Wenn das Opa gehört hätte ..., dachte ich wütend. Opa hätte ihm die Leviten gelesen und ihm ein paar Takte erzählen können – über altgediente, treu ergebene Hunde. Hannes war selber ein Affe, kein heiliger zwar, sondern eher ein blöder.
Ich sprang die Freitreppe, die in die Veranda führte, hinunter und zeigte deutlich, auf wessen Seite ich stand, indem ich Luchs über den Kopf strich.
Hannes schrie sofort los: „Ein Polizeihund muss her! Papa; du musst sofort Herrn Fuchs anrufen!“
„Ja doch, Hannes, gleich, beruhige dich“, erwiderte Kröger unwillig und wandte sich an Heiner: „Sei so gut und kümmere dich um den Höhenförderer. Das Beste wird sein, du fährst ihn in die alte Scheune. Es gefällt mir nicht, dass er Tag und Nacht auf dem Hof herumsteht. Ich sehe dieses Monstrum morgens schon doppelt.“
„Wird gemacht, Chef“, sagte Heiner und rannte sofort über den Hof, als sei er froh, von der Bildfläche verschwinden zu dürfen.

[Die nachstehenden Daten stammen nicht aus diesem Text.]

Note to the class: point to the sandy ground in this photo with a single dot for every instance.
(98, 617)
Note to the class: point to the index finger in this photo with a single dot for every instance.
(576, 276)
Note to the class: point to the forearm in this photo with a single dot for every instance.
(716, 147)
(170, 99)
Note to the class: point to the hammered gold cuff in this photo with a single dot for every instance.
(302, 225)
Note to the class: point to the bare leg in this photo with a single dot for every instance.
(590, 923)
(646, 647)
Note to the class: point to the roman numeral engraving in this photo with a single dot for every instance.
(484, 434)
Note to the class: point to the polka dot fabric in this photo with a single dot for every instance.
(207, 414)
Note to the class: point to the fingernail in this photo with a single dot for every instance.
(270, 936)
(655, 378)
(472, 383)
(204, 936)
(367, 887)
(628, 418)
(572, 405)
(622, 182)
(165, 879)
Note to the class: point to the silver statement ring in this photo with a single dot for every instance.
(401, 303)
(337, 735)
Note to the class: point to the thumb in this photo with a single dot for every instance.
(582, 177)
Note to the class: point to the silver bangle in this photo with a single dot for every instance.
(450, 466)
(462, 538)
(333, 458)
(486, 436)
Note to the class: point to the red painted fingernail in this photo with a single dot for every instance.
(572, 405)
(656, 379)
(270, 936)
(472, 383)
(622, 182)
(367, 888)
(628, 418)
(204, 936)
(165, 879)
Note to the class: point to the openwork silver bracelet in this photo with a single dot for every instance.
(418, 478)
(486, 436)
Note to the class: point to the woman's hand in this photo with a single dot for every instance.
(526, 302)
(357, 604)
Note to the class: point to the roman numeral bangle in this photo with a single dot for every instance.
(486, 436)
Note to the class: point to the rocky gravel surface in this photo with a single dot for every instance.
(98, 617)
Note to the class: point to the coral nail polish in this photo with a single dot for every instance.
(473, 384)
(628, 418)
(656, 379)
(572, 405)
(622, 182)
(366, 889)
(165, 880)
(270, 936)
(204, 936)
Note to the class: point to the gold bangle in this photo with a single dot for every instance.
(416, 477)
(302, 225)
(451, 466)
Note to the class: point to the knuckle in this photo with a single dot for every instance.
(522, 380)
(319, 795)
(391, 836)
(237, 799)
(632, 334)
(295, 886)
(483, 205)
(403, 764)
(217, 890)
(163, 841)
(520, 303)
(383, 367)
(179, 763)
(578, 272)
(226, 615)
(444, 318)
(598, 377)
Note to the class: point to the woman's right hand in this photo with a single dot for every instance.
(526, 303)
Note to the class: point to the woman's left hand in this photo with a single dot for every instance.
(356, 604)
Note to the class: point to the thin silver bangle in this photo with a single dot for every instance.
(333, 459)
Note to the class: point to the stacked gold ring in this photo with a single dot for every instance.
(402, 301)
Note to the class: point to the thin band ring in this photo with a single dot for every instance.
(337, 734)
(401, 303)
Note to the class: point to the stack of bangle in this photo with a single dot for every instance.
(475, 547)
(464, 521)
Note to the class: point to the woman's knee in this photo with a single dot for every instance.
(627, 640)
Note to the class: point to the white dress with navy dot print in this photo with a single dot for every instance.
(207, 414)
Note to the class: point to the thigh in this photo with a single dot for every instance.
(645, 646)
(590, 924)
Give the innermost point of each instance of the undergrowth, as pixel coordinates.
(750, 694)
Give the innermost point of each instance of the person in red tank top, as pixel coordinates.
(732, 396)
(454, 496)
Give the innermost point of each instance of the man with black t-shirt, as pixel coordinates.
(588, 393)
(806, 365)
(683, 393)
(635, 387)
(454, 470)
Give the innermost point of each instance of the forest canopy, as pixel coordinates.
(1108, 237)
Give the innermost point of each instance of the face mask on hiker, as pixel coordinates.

„Es sieht ganz so aus, als gebe es neuen Ärger, Katja“, seufzte Kröger, als ich ihn und Hannes fragend ansah. Er wischte sich mit sorgenvoller Miene den Schweiß von der Stirn.
„Hannes hat Helges blutverschmierte Arbeitsjacke im Park gefunden.“ Mir gefror augenblicklich das Blut in den Adern, und obwohl mir die Angst die Kehle fest zuschnürte, fragte ich mit heiserer Stimme: „Wo denn genau?“
„Sie lag vor dem Zaun – vom Park aus gesehen“, informierte mich Hannes mit bebender Stimme.

„Was sollte diese blöde Frage, Katja?“, wollte Hannes von mir wissen, als sein Vater im Haus verschwunden war.
„Blöde Frage? Du kommt dir wohl wahnsinnig schlau vor?“, fuhr ich ihn wütend an.
„Ich wette, die Jacke, die du wie deinen Augapfel hütest, lag genau an jener Stelle, wo wir immer die Abkürzung zu Tante Selma nehmen.“
„Stimmt haargenau“, gab Hannes mir Recht. Auf seinem Gesicht spiegelte sich Verblüffung.
„... damit wir sie auch ganz bestimmt finden, ,Kindchen'“, ergänzte ich meinen Verdacht unter Verwendung seiner liebsten Vokabel und lächelte ihn milde gestimmt an, weil er wider Erwarten keine aberwitzigen Ausflüchte gemacht und normal geantwortet hatte.
„Hm“, machte Hannes. Er sah mir ohne Umschweife in die Augen. In seinem Blick lag ein Hauch von Anerkennung, die mich nach der Nacht im Schweinestall mit meinem Schicksal versöhnte.